Infant Hepatitis B Vaccination Program Reducing Mortality Rate

December 9, 2021
Kenny Walter

Kenny Walter is an editor with HCPLive. Prior to joining MJH Life Sciences in 2019, he worked as a digital reporter covering nanotechnology, life sciences, material science and more with R&D Magazine. He graduated with a degree in journalism from Temple University in 2008 and began his career as a local reporter for a chain of weekly newspapers based on the Jersey shore. When not working, he enjoys going to the beach and enjoying the shore in the summer and watching North Carolina Tar Heel basketball in the winter.

The US recommended HBV vaccines to be part of the infant immunization plan in 1991.

In the past 3 decades the all-cause and cancer-related mortality rates due to hepatitis B virus (HBV) infections has dropped, thanks in large part to a push to include HBV vaccinations as part of the infant immunization plan.

A team, led by Wen-Qiang He, BMed, MMSc, PhD, School of Population Health, University of New South Wales, assessed the effectiveness and impact on mortality of HBV immunizations for infants against HBV infections.

Since 1991, HBV vaccines are part of the infant immunization schedule in the US, but data regarding the programs impact on mortality reduction is limited.

“Following the universal childhood HBV vaccination program introduced since 1990s globally, decreasing prevalence of HBV infection has been observed from studies in multiple countries, including countries with high endemicity of HBV as well as countries with low endemicity,” the authors wrote. “In 1991, the Advisory Committee on Immunization Practices (ACIP) recommended the universal childhood vaccination to eliminate HBV transmission in US.”

HBV Vaccinations

In the study, the investigators examined patients aged 6 years and older with a HBV vaccination history and an HBV serologic testing history from the National Health and Nutrition Examination Survey, 1999-2018.

They also followed adult participants with linked mortality records from 1999-2014. Overall, 64,107 participants were included in the final analysis, with 40.7% (n = 29,600) completing HBV vaccine series of at least 3 doses.

The investigators sought primary outcomes of mortality in all-cause mortality and secondary outcomes of cancer-related and cardiovascular-related mortality.

The team used multivariable logistic regression to compute vaccine effectiveness overall, by birth year, and age, and used Cox regression to estimate hazard ratios for all-cause, cancer-related, and cardiovascular-related mortality.

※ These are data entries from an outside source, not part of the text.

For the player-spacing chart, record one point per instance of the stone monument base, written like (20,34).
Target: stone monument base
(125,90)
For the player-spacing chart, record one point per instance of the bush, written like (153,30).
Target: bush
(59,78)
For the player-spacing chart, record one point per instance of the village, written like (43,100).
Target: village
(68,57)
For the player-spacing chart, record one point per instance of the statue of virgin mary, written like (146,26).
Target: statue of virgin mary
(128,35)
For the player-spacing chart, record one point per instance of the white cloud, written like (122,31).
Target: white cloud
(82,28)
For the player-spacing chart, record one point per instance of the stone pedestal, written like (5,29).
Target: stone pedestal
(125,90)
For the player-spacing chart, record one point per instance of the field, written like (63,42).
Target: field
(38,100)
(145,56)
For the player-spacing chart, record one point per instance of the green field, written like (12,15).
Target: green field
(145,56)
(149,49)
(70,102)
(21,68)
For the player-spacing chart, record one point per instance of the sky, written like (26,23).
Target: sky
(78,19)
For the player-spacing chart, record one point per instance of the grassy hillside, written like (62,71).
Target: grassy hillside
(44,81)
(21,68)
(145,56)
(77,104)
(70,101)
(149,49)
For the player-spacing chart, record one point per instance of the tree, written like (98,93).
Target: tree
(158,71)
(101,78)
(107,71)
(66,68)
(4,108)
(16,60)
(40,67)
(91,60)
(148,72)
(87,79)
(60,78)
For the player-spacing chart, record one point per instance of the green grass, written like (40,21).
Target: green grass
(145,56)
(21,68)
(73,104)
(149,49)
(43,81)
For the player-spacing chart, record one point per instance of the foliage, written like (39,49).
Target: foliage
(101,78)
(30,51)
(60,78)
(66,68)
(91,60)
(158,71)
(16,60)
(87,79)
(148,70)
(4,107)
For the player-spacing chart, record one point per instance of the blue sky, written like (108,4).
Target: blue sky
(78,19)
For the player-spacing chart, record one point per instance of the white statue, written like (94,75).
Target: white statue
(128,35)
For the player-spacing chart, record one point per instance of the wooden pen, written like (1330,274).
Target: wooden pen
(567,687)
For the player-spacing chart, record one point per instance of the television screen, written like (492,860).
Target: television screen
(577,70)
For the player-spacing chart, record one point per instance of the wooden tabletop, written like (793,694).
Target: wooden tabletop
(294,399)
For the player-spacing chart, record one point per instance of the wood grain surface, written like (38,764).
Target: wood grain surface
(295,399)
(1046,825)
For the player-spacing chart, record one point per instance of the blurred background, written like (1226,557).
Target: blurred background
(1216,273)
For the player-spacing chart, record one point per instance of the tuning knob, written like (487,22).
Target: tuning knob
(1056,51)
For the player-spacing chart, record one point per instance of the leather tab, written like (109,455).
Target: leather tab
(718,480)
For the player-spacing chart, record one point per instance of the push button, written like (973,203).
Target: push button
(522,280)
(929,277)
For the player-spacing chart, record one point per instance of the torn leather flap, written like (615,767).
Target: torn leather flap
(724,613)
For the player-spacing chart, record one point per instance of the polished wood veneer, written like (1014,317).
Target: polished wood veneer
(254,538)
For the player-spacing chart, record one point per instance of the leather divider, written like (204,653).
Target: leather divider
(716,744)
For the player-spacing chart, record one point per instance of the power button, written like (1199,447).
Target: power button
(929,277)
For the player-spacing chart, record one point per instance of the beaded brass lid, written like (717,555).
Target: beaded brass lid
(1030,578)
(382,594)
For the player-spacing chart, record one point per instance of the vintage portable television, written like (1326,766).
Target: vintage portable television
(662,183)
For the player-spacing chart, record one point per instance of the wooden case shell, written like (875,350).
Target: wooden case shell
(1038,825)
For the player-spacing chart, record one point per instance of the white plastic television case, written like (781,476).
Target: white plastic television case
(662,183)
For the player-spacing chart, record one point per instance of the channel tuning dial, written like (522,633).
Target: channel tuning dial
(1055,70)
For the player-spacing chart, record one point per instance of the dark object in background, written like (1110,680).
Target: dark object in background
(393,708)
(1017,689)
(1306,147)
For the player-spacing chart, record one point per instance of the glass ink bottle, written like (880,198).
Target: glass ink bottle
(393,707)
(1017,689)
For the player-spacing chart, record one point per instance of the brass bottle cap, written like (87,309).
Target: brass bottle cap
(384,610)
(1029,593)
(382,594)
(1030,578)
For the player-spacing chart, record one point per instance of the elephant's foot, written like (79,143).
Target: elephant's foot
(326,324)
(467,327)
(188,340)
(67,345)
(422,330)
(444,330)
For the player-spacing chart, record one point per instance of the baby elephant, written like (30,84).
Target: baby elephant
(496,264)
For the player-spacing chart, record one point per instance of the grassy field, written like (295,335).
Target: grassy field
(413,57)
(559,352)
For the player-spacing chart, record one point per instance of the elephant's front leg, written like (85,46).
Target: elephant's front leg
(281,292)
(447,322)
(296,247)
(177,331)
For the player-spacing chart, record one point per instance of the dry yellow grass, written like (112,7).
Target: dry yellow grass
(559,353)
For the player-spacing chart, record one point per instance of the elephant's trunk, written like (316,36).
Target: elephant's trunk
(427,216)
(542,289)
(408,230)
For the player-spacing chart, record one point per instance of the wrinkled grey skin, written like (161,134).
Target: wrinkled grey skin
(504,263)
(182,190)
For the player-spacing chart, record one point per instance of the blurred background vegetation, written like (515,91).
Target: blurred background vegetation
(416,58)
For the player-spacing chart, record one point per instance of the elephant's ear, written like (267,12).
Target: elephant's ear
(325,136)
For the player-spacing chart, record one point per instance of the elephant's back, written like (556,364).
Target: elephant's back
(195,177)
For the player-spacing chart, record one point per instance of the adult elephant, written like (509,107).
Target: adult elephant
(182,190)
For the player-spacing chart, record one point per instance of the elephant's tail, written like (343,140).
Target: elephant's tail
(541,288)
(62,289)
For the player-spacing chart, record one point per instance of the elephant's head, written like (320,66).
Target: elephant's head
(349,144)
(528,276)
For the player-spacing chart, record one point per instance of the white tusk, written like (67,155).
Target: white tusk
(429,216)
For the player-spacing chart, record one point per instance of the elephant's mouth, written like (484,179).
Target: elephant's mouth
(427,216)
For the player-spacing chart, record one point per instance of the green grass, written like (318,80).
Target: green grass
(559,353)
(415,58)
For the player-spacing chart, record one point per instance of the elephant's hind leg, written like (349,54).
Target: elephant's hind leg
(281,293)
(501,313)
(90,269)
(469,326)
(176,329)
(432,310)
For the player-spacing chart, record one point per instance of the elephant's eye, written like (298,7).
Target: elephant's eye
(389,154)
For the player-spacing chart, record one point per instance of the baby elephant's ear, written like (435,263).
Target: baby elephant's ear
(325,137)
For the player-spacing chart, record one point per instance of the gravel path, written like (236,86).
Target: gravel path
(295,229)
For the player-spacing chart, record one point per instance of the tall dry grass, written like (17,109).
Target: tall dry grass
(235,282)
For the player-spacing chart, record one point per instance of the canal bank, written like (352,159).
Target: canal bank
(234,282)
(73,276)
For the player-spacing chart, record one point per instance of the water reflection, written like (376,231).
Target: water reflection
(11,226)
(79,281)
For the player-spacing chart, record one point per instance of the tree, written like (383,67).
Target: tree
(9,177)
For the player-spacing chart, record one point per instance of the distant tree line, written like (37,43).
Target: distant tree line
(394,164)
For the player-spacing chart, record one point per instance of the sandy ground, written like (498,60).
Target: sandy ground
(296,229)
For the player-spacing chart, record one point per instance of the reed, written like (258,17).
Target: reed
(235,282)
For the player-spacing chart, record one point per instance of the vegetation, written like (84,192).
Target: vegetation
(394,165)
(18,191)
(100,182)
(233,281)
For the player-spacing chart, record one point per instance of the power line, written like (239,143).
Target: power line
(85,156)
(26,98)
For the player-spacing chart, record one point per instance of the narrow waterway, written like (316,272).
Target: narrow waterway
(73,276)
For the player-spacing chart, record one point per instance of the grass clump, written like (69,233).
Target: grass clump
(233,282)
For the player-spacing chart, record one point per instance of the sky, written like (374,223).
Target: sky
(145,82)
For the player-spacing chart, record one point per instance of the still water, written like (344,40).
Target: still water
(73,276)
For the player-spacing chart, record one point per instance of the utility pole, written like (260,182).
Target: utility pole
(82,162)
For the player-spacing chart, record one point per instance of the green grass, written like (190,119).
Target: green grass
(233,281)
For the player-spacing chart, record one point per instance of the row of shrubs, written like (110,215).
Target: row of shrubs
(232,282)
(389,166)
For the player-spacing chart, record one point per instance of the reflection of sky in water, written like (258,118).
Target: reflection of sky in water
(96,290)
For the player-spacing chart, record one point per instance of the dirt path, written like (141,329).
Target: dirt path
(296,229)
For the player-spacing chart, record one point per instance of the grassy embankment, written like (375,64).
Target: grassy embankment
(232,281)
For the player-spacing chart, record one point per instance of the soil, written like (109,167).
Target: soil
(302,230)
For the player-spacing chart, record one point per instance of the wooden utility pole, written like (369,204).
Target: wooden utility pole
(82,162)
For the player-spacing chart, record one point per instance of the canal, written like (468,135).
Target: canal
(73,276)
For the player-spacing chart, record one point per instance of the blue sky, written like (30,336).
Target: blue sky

The highest vaccination uptake occurred in individuals born after 1991, which was 86.5%. Vaccinated participants also had a higher prevalence of vaccine-induced immunity than unvaccinated individuals (47.2% vs. 7.4%).

Effectiveness and Mortality

For patients born after 1991, vaccine effectiveness was 58% (95% CI, 18-79%). Vaccine effectiveness increased to 85% in individuals older than 20 years (mean age, 22), but there was no effect found among those born prior to 1990.

In addition HBV vaccinations reduced the risk of all-cause mortality (HR, 0.78; 95% CI, 0.69-0.90) and cancer-related mortality (HR, 0.76; 95% CI, 0.58-1.00).

However, HBV vaccination was not associated with any reductions in cardiovascular-related mortality.

“In universal infant vaccination era, HBV vaccine showed substantial effectiveness against HBV infection and maintained strong protection for 20 years,” the authors wrote. “It was also associated with reduced risk of all-cause and cancer-related mortality.”

Limitations

However, while HBV vaccinated provided clear effectiveness against HBV for at least 20 years, the investigators cautioned that further research is needed to confirm these associations with liver-related mortality for a longer follow-up period.

The investigators also said there are a number of reasons to be cautious about the data.

“The association of HBV vaccination with reduced risk of all-cause and cancer-related mortality may be skewed by the population accepting vaccination,” the authors wrote. “As described previously, the vaccinated population might be generally healthier compared to unvaccinated population.”

The study, “The impact of hepatitis B vaccination in United States, 1999-2018,” was published online in Hepatology.